Trump submitted a brief to the Supreme Court claiming he never served as an “officer of the United States”

 Trump submitted a brief to the Supreme Court claiming he never served as an “officer of the United States”

Photo: Manuel Balce Centa/AP

In a recent development, former President Donald Trump submitted a detailed brief to the U.S. Supreme Court as part of his ongoing efforts to avoid disqualification from future presidential elections. The brief, prepared by his legal team, presents a series of arguments centered around the interpretation of the 14th Amendment and the definition of an “officer of the United States.”

Trump’s attorneys argue that the former president, as per their interpretation, should be considered immune from prosecution. They contend that the 14th Amendment’s “insurrection clause,” which is at the heart of the disqualification debate, does not apply to the presidency, As reported by Raw Story on Wednesday, January 17, 2024.

The legal team’s stance is that the presidency does not fall under the category of “officer of the United States” as defined in the Constitution.
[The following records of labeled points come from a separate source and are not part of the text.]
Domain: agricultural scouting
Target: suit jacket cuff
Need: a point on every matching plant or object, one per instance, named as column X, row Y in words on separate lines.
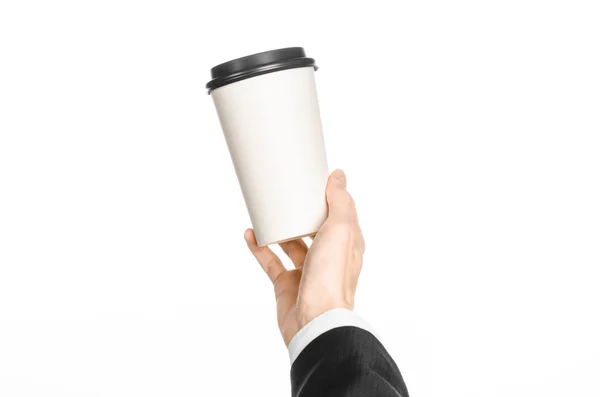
column 329, row 320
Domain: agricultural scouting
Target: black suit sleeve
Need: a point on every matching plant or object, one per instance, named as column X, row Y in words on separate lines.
column 348, row 362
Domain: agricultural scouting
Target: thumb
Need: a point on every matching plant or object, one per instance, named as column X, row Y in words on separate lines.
column 339, row 201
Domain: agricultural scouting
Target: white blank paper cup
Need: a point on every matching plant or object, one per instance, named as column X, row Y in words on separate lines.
column 271, row 122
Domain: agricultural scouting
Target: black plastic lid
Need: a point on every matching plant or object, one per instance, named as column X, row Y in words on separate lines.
column 257, row 64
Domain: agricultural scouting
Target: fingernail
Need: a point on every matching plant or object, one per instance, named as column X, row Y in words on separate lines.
column 341, row 176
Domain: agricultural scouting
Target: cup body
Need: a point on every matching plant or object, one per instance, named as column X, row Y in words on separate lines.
column 272, row 126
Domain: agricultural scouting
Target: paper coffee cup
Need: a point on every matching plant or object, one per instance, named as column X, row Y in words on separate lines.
column 268, row 109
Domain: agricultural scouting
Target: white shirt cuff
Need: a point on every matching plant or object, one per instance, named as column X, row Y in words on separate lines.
column 327, row 321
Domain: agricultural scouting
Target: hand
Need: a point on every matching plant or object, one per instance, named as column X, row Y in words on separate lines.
column 326, row 274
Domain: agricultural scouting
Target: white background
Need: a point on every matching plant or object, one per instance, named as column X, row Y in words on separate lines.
column 469, row 131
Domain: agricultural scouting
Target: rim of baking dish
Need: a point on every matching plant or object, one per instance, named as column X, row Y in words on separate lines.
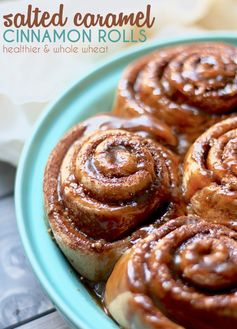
column 80, row 319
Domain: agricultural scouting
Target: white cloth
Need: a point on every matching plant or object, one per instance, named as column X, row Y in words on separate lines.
column 29, row 82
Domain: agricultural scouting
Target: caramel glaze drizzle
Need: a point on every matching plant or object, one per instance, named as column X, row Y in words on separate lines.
column 189, row 87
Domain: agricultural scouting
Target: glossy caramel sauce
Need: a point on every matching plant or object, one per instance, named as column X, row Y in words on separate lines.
column 116, row 179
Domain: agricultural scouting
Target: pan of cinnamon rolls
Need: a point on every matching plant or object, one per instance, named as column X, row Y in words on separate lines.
column 144, row 198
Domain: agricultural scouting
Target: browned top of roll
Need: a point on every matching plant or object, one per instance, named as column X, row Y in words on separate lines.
column 104, row 182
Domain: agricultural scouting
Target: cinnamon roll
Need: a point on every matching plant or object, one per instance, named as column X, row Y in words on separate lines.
column 210, row 174
column 183, row 275
column 189, row 87
column 103, row 180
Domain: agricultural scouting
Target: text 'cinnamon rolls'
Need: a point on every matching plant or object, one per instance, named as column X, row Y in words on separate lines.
column 183, row 275
column 189, row 87
column 105, row 178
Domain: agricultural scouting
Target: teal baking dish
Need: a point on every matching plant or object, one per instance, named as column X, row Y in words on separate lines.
column 91, row 94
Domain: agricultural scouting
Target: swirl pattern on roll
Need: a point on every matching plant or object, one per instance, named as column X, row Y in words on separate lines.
column 113, row 180
column 184, row 275
column 106, row 183
column 189, row 87
column 210, row 173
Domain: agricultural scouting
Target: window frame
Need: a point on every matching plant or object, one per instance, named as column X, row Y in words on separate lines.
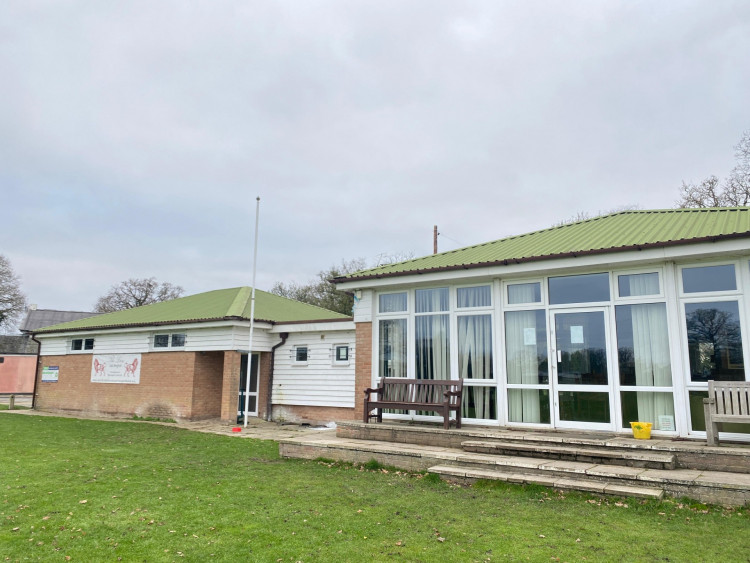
column 295, row 354
column 84, row 349
column 334, row 354
column 698, row 294
column 170, row 339
column 542, row 289
column 660, row 297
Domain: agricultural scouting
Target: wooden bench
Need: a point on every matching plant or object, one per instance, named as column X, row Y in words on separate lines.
column 437, row 395
column 728, row 401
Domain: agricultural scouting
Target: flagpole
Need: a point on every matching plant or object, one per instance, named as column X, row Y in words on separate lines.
column 252, row 317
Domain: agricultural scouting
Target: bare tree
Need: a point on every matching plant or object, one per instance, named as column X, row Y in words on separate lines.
column 732, row 192
column 12, row 300
column 321, row 292
column 584, row 215
column 135, row 293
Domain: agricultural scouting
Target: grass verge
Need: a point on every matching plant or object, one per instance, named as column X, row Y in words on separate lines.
column 83, row 490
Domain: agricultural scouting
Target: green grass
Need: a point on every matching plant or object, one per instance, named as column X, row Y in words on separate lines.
column 108, row 491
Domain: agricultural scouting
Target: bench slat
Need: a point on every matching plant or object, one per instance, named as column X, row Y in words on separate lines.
column 728, row 401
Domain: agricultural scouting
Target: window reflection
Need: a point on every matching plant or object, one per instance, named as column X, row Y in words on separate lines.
column 715, row 341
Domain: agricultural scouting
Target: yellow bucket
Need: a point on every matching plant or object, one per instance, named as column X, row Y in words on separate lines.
column 641, row 430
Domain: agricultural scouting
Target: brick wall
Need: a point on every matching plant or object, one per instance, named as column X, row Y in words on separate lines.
column 230, row 386
column 207, row 384
column 264, row 372
column 17, row 374
column 363, row 367
column 166, row 388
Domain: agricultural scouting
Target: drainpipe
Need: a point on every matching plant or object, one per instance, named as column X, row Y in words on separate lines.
column 269, row 401
column 36, row 369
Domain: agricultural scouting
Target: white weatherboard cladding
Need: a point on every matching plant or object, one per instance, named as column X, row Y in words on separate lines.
column 319, row 382
column 363, row 306
column 139, row 341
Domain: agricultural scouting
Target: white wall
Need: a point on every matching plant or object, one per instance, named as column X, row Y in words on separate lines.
column 135, row 341
column 320, row 382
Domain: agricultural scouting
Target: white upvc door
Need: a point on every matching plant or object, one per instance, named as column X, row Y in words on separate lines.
column 581, row 369
column 252, row 392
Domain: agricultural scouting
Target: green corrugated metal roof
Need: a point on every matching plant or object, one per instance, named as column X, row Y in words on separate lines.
column 609, row 233
column 216, row 305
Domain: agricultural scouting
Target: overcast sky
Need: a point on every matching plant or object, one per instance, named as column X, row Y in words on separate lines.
column 135, row 136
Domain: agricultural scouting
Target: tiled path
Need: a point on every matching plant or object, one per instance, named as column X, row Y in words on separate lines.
column 256, row 428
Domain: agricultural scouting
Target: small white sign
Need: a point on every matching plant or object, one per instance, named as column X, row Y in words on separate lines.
column 576, row 334
column 666, row 422
column 529, row 336
column 116, row 368
column 50, row 373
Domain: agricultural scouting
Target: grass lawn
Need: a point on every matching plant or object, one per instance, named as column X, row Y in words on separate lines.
column 78, row 490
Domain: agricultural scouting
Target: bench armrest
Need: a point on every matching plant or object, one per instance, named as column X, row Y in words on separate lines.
column 377, row 390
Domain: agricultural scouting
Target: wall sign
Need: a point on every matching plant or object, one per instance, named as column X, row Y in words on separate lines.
column 116, row 368
column 50, row 373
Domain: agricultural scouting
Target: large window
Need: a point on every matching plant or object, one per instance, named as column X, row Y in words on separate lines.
column 644, row 362
column 587, row 288
column 432, row 334
column 714, row 339
column 392, row 348
column 527, row 366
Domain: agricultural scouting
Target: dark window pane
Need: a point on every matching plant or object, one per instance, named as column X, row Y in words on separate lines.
column 431, row 300
column 709, row 278
column 479, row 402
column 392, row 353
column 579, row 289
column 528, row 405
column 392, row 303
column 582, row 346
column 474, row 296
column 519, row 293
column 632, row 285
column 645, row 406
column 584, row 406
column 715, row 341
column 643, row 345
column 342, row 353
column 300, row 354
column 526, row 347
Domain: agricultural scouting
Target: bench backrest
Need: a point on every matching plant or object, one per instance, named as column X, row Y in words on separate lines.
column 732, row 397
column 431, row 391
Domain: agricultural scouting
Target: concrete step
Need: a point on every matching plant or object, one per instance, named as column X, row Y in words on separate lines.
column 703, row 485
column 571, row 452
column 617, row 489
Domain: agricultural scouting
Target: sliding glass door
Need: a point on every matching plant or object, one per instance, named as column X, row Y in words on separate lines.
column 581, row 372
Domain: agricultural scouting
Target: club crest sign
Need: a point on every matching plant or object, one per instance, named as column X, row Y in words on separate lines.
column 116, row 368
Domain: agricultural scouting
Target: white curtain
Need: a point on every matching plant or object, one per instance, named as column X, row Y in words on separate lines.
column 474, row 296
column 432, row 347
column 651, row 357
column 522, row 365
column 524, row 293
column 392, row 343
column 475, row 361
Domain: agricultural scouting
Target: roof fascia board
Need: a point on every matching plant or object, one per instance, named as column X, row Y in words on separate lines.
column 313, row 327
column 151, row 328
column 615, row 258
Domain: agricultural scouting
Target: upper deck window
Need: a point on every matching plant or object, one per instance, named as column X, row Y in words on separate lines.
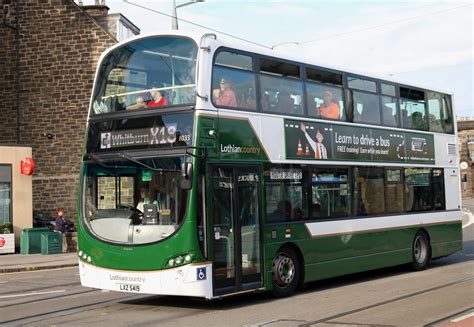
column 322, row 76
column 413, row 109
column 361, row 84
column 281, row 89
column 233, row 82
column 279, row 68
column 234, row 60
column 148, row 73
column 388, row 89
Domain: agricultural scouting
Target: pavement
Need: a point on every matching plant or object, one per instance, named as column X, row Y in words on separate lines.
column 18, row 262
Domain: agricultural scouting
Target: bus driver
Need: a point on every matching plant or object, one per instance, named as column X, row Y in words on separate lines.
column 329, row 108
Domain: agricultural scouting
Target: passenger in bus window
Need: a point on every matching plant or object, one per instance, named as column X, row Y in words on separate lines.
column 159, row 99
column 329, row 108
column 139, row 104
column 225, row 96
column 283, row 212
column 285, row 103
column 250, row 102
column 418, row 121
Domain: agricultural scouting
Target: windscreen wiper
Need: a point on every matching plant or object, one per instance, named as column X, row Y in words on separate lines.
column 160, row 170
column 92, row 157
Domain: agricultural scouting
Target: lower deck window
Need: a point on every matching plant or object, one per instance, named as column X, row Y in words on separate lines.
column 285, row 195
column 295, row 193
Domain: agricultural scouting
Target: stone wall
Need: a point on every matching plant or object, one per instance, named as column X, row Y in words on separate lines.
column 59, row 48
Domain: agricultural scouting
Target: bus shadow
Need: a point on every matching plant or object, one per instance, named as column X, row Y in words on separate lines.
column 249, row 299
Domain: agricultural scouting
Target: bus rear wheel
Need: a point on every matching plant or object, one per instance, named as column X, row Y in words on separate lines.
column 421, row 251
column 286, row 272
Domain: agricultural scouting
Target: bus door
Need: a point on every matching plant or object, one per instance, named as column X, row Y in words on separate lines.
column 235, row 217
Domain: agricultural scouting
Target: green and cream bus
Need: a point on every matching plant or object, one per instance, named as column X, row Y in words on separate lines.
column 213, row 168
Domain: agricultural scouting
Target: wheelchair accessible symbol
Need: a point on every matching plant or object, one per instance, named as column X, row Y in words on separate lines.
column 201, row 273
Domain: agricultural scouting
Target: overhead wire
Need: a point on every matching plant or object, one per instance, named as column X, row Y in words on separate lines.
column 302, row 42
column 196, row 24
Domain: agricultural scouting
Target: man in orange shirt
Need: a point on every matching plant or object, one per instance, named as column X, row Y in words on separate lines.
column 225, row 96
column 329, row 108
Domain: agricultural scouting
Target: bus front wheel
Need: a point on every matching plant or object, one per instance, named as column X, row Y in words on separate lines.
column 286, row 272
column 421, row 251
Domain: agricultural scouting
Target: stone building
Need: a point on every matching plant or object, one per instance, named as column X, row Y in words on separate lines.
column 48, row 58
column 466, row 148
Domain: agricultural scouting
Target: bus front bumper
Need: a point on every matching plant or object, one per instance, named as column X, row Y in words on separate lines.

This interpretation is crucial to their argument, as it forms the basis of their claim that Trump cannot be disqualified under this clause.

The filing emphasizes that even if the Supreme Court were to consider the president as an “officer of the United States,” Trump did not engage in activities that could be legally defined as “insurrection.” This claim is pivotal to their argument, as the insurrection clause specifically addresses those who have engaged in insurrection or rebellion.

Furthermore, the brief delves into the specifics of Section 3 of the 14th Amendment. This section stipulates that no person who has engaged in insurrection or rebellion against the United States, or provided aid to its enemies, is eligible to serve as a Senator, Representative, elector of President and Vice-President, or hold any office.

Trump’s legal team interprets this to mean that the clause only restricts individuals from holding office, not from seeking or winning elections. In essence, the brief argues that the 14th Amendment’s insurrection clause cannot be used to prevent Trump or any other individual from accessing the ballot.

The focus of their argument is that the clause is a barrier only to holding office post-election, not to the electoral process itself. This interpretation is aimed at clarifying and reinforcing Trump’s eligibility to run for office, seeking to put an end to what they describe as “unconstitutional disqualification efforts.”